Kijów tymczasem przede wszystkim koncentruje się na zapewnieniu bezpieczeństwa w trakcie niedzielnych wyborów. Tutejsze władze obawiają się, że Rosjanie i inspirowani przez nich separatyści mogą próbować blokować całe głosowanie. Kijów wysyła więc 55 tysięcy policjantów do ochrony lokali wyborczych. Ma ich wspierać 11 tysięcy funkcjonariuszy służb bezpieczeństwa, 16 tysięcy zwerbowanych przez władze aktywistów, a także paramilitarne grupy - np. nacjonalistyczny Prawy Sektor.

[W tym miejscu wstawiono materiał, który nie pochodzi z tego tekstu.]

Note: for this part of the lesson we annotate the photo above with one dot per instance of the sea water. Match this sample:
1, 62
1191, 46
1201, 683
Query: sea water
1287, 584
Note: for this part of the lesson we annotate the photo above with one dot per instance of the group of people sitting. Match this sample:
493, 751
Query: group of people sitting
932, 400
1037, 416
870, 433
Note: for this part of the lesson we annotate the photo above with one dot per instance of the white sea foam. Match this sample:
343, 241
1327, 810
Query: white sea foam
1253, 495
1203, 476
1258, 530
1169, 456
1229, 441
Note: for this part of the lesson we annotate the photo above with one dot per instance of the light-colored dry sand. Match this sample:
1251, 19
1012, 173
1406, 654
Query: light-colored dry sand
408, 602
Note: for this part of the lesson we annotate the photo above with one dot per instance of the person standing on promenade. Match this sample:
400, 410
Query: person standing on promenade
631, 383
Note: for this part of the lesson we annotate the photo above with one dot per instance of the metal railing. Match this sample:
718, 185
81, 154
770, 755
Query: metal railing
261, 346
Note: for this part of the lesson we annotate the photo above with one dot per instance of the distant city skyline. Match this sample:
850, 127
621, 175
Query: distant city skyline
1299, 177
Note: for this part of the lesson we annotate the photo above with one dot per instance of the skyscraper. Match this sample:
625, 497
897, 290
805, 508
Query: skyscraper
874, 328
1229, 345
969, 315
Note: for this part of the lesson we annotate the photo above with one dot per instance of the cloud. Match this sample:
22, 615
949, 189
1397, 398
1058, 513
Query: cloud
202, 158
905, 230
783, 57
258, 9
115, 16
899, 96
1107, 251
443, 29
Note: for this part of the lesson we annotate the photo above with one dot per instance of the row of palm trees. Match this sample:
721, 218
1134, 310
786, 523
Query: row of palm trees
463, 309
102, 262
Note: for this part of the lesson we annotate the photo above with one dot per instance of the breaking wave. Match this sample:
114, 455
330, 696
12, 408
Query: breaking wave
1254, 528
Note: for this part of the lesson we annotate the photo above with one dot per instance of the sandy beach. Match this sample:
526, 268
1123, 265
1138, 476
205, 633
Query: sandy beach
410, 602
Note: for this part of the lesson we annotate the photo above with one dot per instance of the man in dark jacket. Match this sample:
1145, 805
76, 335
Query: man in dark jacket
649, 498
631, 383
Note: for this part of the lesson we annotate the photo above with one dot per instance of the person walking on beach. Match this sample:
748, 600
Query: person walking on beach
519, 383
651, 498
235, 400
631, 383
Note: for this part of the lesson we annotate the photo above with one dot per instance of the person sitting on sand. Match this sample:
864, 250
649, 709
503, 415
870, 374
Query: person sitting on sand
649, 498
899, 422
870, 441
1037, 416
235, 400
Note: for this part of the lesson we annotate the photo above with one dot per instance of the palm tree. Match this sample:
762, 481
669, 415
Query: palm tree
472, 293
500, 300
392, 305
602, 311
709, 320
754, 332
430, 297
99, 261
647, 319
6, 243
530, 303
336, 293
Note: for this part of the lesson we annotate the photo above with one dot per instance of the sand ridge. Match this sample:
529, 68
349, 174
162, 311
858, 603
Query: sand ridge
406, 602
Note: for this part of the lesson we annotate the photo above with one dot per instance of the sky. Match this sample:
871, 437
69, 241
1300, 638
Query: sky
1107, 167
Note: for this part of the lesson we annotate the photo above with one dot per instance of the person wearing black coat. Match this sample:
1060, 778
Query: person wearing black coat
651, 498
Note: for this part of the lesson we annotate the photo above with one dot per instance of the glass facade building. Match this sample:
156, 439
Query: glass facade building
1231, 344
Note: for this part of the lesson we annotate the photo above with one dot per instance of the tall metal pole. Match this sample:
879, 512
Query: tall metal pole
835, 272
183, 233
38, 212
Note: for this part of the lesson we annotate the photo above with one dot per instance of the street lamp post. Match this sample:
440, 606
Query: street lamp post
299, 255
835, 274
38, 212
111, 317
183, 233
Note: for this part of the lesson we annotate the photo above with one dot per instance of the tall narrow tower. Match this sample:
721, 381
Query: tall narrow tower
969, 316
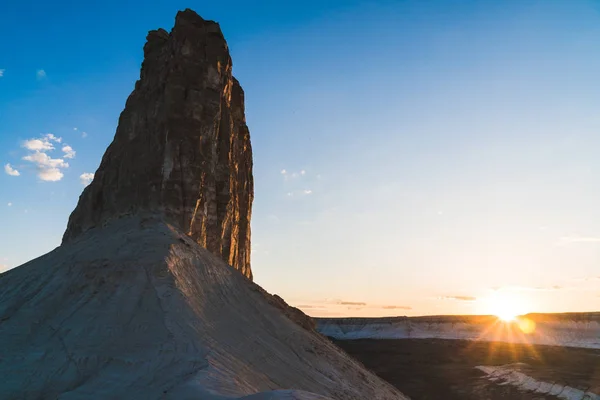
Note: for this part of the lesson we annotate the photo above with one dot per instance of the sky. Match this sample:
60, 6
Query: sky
410, 157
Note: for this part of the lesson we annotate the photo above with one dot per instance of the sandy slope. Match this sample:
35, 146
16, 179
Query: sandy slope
138, 310
574, 330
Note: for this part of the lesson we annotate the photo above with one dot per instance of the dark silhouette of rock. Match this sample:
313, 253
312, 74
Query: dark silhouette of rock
182, 148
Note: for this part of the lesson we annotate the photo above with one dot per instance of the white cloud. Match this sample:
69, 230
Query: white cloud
11, 171
580, 239
48, 167
42, 144
50, 174
69, 152
38, 145
44, 160
86, 178
49, 136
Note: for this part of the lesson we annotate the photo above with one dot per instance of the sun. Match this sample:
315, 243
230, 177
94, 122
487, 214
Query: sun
506, 306
507, 316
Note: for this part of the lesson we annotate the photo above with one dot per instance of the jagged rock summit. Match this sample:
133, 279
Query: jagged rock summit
182, 147
140, 301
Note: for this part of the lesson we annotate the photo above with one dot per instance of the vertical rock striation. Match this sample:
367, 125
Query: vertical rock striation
182, 148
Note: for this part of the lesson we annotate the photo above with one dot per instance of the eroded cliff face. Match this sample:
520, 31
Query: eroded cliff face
182, 148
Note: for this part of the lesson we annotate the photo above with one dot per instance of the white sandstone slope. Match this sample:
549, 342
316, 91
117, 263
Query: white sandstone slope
510, 375
138, 310
576, 330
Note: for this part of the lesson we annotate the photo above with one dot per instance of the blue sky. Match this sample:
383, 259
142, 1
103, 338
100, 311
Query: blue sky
437, 155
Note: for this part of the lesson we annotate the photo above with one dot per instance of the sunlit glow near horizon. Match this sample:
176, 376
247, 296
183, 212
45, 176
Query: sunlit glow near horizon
506, 306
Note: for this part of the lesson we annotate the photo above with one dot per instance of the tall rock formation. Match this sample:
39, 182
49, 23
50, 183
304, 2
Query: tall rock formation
132, 305
182, 148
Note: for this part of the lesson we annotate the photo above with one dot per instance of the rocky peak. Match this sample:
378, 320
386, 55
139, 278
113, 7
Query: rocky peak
182, 148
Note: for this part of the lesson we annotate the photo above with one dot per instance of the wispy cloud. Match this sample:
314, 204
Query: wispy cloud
396, 308
287, 175
38, 145
352, 303
579, 239
43, 143
528, 288
49, 169
11, 171
69, 152
86, 178
458, 298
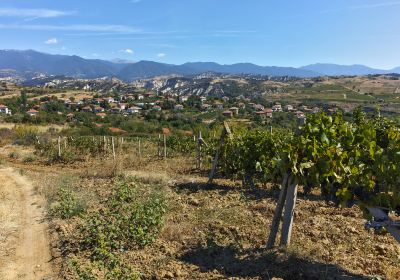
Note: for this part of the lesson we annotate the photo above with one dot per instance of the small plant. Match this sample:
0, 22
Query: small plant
13, 155
29, 159
127, 222
67, 205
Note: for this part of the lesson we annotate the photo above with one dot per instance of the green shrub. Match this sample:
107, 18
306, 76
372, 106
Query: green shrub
13, 155
67, 205
25, 135
29, 158
129, 219
127, 222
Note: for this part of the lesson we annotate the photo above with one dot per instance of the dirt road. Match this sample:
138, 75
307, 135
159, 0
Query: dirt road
24, 243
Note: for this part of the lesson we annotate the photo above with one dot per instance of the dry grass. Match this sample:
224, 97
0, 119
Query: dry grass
327, 243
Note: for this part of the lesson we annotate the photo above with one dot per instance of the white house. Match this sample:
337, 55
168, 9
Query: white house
277, 108
289, 108
178, 107
183, 98
133, 110
32, 113
4, 110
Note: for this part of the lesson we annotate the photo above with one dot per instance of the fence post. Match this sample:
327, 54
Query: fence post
112, 141
159, 145
139, 149
199, 155
59, 146
290, 204
278, 213
165, 147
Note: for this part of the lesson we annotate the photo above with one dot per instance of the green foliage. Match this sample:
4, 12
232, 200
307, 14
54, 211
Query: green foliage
349, 161
67, 205
25, 135
251, 153
126, 222
29, 159
129, 219
13, 155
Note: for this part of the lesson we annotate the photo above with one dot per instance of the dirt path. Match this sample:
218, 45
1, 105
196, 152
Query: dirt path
24, 245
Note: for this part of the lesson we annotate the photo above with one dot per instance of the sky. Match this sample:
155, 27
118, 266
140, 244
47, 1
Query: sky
265, 32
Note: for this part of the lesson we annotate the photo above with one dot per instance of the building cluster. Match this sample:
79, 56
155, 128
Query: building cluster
4, 110
139, 103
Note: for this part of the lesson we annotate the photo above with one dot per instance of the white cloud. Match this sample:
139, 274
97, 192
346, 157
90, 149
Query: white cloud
34, 13
128, 51
73, 27
52, 41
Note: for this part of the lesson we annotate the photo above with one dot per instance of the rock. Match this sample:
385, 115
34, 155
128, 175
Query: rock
353, 230
168, 275
381, 249
178, 273
194, 202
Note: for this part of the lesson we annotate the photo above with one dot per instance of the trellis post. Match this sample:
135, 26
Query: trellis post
226, 131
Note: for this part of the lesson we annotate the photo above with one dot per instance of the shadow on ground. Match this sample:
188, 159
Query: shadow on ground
262, 264
257, 192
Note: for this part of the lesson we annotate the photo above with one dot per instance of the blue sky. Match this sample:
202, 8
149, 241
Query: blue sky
265, 32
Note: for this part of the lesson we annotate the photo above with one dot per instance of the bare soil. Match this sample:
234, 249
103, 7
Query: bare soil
24, 242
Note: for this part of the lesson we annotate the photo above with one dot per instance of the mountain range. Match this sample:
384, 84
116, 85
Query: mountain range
29, 63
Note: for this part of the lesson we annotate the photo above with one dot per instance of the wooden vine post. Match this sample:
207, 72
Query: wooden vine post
59, 146
200, 144
113, 146
165, 147
226, 131
159, 146
286, 205
139, 149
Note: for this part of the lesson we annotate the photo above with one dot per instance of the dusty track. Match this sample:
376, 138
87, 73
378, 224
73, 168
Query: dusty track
24, 244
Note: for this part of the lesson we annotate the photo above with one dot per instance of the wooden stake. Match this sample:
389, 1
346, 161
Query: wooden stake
290, 205
199, 155
226, 131
159, 145
278, 213
59, 146
112, 142
165, 147
140, 150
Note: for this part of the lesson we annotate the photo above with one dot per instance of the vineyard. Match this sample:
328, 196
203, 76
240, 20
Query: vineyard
220, 193
355, 161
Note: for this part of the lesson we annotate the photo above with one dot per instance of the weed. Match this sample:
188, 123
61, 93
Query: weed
29, 159
13, 155
67, 205
127, 222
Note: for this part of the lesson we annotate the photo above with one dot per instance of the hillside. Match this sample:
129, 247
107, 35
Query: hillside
30, 63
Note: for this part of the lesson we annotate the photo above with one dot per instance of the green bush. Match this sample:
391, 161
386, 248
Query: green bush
127, 221
67, 205
29, 158
13, 155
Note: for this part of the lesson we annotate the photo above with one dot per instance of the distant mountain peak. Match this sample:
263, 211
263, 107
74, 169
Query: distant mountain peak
26, 62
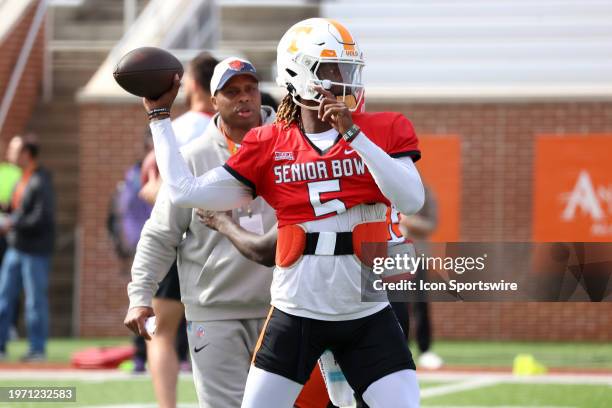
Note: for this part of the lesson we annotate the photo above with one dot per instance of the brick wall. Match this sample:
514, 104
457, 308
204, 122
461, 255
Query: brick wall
497, 158
30, 84
497, 149
111, 141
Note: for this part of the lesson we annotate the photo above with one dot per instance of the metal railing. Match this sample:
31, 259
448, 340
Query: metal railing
22, 60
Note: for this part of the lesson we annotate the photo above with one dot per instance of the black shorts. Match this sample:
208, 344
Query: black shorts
169, 287
366, 349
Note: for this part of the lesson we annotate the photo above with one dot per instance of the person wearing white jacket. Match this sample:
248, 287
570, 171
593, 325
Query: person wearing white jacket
226, 296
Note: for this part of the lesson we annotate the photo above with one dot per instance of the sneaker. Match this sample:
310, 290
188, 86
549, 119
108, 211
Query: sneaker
185, 366
139, 365
13, 334
33, 357
430, 361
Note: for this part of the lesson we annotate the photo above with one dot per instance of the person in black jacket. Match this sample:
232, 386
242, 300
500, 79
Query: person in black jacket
29, 231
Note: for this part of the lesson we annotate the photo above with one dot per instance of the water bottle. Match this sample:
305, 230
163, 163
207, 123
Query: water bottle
339, 390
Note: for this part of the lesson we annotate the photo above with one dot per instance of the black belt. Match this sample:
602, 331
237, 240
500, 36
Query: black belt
329, 243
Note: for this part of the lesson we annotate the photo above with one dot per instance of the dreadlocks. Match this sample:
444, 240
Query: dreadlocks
288, 112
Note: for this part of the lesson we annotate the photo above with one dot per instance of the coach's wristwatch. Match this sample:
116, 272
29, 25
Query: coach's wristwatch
351, 133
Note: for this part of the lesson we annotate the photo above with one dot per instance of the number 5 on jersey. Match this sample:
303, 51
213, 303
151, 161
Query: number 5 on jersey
315, 189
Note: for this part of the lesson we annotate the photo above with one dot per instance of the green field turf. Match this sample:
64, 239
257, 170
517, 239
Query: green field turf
455, 353
138, 390
528, 395
501, 354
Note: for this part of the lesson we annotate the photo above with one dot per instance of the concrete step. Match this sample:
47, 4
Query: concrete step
105, 31
261, 53
459, 9
68, 82
261, 22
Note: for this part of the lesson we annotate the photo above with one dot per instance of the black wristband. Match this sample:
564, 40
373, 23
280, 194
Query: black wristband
158, 111
351, 133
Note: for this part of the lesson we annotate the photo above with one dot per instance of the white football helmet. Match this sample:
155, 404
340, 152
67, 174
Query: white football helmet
320, 51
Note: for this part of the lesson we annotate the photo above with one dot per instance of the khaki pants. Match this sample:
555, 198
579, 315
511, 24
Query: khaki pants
221, 353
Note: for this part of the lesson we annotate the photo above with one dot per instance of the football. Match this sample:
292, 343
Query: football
147, 71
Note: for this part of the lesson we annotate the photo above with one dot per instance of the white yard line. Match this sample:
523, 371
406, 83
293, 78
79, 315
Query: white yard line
103, 375
142, 406
569, 378
492, 406
78, 375
466, 385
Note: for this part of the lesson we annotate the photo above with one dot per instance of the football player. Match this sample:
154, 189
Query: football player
330, 174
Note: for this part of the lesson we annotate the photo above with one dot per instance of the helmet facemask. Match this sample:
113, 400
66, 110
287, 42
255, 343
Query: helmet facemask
342, 77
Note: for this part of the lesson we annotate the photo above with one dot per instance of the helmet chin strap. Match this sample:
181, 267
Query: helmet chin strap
300, 104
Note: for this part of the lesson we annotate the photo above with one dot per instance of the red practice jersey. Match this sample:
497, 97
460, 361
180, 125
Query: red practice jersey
303, 183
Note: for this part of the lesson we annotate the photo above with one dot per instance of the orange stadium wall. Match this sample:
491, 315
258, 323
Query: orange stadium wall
496, 143
29, 88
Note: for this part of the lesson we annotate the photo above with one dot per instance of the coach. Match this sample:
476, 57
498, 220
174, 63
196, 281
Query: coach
226, 296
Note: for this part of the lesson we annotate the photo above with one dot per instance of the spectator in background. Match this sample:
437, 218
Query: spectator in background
164, 363
225, 295
29, 229
126, 217
419, 227
9, 176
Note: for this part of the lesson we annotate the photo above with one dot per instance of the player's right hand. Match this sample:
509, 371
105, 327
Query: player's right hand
166, 100
135, 320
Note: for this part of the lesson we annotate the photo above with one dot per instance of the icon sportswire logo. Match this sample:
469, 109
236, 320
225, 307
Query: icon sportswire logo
283, 156
590, 199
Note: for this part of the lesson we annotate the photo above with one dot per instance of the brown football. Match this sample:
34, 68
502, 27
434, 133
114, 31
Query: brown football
147, 71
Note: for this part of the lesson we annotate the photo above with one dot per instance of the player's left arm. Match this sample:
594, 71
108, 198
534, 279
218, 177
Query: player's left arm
397, 178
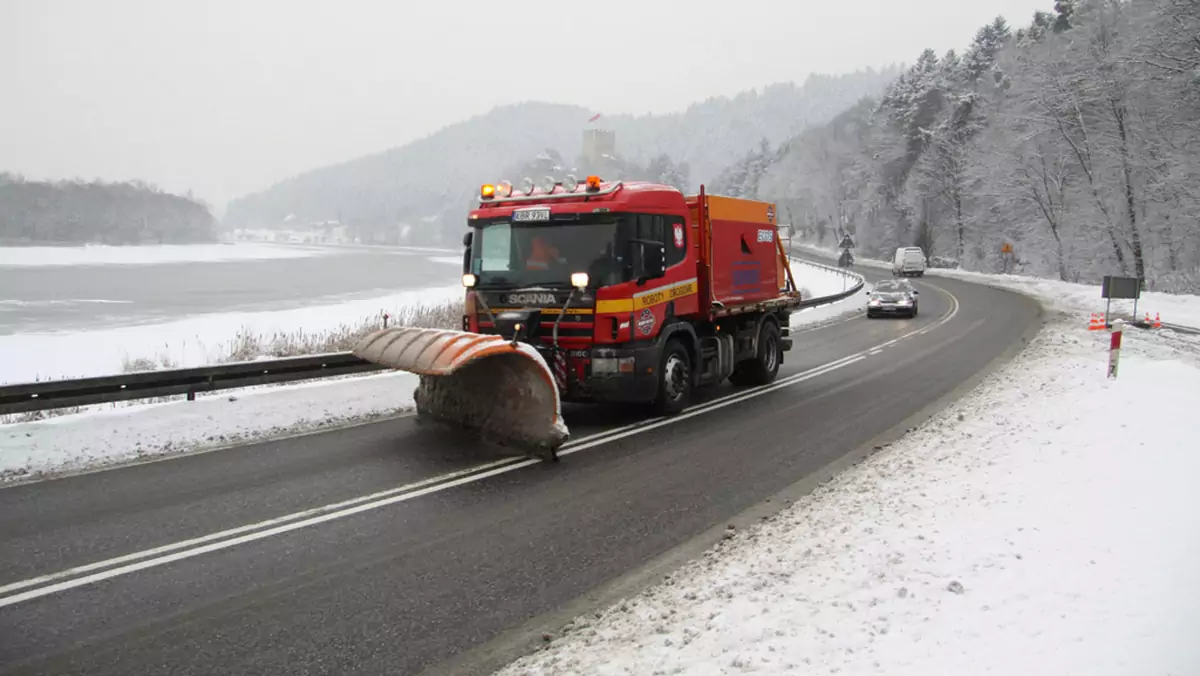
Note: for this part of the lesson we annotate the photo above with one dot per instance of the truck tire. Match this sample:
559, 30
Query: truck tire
765, 365
675, 380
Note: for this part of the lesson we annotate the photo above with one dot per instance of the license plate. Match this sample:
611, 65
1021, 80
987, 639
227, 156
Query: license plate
527, 215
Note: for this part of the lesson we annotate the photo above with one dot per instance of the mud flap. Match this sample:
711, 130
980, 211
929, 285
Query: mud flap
484, 383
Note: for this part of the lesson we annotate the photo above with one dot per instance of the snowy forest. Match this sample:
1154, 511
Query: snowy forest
1074, 139
35, 213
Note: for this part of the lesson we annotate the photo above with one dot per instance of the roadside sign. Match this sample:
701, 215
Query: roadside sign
1120, 287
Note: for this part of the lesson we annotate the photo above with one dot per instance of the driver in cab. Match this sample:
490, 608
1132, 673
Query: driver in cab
543, 253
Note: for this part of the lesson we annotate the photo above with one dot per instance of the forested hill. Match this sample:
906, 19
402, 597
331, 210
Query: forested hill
99, 213
1074, 137
424, 187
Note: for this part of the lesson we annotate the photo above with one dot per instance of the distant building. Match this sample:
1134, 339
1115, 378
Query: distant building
599, 144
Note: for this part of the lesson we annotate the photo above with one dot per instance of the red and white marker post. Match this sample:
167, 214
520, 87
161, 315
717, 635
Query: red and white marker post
1115, 348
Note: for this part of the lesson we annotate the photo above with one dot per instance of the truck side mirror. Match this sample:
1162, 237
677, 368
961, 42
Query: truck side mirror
649, 259
466, 251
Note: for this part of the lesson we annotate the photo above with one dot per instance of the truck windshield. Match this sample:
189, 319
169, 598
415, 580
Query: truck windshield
520, 255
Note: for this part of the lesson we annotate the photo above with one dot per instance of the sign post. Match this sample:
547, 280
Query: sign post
1115, 348
1120, 288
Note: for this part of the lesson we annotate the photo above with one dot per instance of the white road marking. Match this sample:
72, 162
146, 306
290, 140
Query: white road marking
251, 532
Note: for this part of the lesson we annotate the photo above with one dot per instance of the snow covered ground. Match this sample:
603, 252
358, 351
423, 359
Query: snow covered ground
150, 255
1173, 309
107, 434
186, 342
199, 340
1045, 524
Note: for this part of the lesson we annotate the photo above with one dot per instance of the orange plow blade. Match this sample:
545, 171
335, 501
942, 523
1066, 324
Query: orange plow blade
479, 382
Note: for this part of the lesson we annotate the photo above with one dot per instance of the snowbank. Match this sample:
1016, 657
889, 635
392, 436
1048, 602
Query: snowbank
822, 281
186, 342
151, 255
1174, 309
1042, 525
1085, 299
107, 436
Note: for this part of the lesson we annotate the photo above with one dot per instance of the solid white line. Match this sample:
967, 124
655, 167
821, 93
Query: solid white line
747, 395
157, 556
256, 536
249, 527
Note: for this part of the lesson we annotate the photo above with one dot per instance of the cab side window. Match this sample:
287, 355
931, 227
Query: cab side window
663, 229
677, 249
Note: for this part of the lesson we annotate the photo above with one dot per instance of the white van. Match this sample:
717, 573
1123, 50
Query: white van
909, 261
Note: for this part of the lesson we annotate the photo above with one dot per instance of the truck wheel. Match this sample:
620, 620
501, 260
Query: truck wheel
765, 365
675, 380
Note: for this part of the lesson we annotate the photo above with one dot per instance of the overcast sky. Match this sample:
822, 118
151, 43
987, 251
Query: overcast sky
225, 97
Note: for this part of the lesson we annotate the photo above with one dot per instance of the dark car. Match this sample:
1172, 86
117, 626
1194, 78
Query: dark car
892, 297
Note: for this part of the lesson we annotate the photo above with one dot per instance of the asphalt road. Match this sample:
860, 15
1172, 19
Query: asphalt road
461, 564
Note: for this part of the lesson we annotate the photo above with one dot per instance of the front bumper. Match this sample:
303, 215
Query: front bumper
615, 375
889, 309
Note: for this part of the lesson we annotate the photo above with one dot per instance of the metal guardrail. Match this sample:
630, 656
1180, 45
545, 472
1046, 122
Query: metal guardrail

Na dwa dni przed wyborami centrum Kijowa, czyli Majdan jest wyjątkowo spokojny. Stoją barykady, chociaż jest ich mniej. Dalej są namioty i spalone samochody, widać kwiaty i zdjęcia setek osób, które tutaj zginęły. Jest jednak zasadnicza różnica, która od razu zwraca uwagę - to jest wszechogarniająca cisza. Scena Majdanu, z której bez przerwy wygłaszano kiedyś przemówienia teraz jest bezgłośna, co dziwi - zwłaszcza na ostatniej prostej kampanii wyborczej. Nie słychać już co godzinę hymnu narodowego i pieśni żałobnych. Nikt także nie rąbie drewna do polowej kuchni. Zamiast tego słychać brzdęk filiżanek w kawiarnianych ogródkach, śpiew ptaków, a z głośników jednej z bocznych scen delikatnie pobrzmiewa relaksująca muzyka. 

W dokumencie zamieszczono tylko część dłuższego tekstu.